The overall consumer spending in June was nearly unchanged, rising just 0.1 per cent MoM and 2.1 per cent YoY. The annual growth rate has been slowing, with June marking the weakest pace since February 2024. Garment spending rose 0.3 per cent in June, following a solid 1.1 per cent increase in May.

Meanwhile, spending on apparel was up 4.2 per cent YoY. The annual rate of clothing spending growth has been above four per cent in every month since March. Longer-term average growth for apparel spending is near 2 per cent.

The US economy expanded at an annualised rate of 3 per cent between April and June, recovering from a 0.5 per cent contraction in Q1, driven in part by a 30.3 per cent fall in imports following tariff hikes. According to the US Bureau of Economic Analysis’ initial Q2 GDP estimates, consumer spending increased by 1.4 per cent.

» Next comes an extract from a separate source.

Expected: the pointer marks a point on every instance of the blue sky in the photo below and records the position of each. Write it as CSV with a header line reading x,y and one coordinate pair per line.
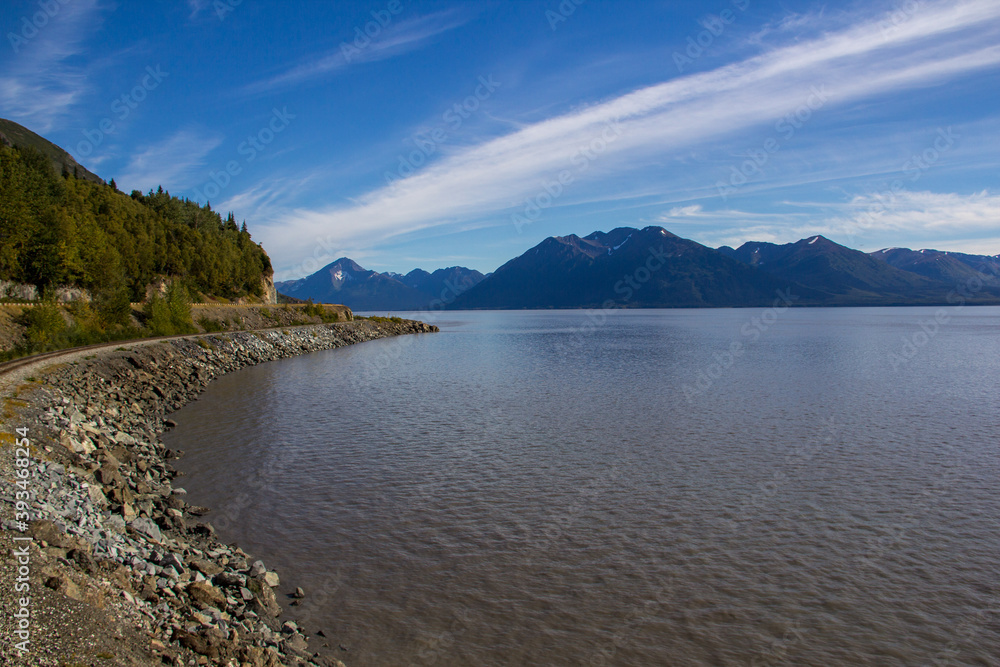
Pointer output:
x,y
411,134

The Federal Reserve’s preferred inflation measure registered 2.8 per cent in June, nearly unchanged from May and aligned with both six- and twelve-month averages. This remains above the Fed’s 2 per cent target.

The economy added 73,000 jobs in July, but May and June revisions cut over 250,000 jobs from prior estimates. Unemployment edged up to 4.2 per cent. Wages grew 3.9 per cent YoY, remaining over one point above inflation.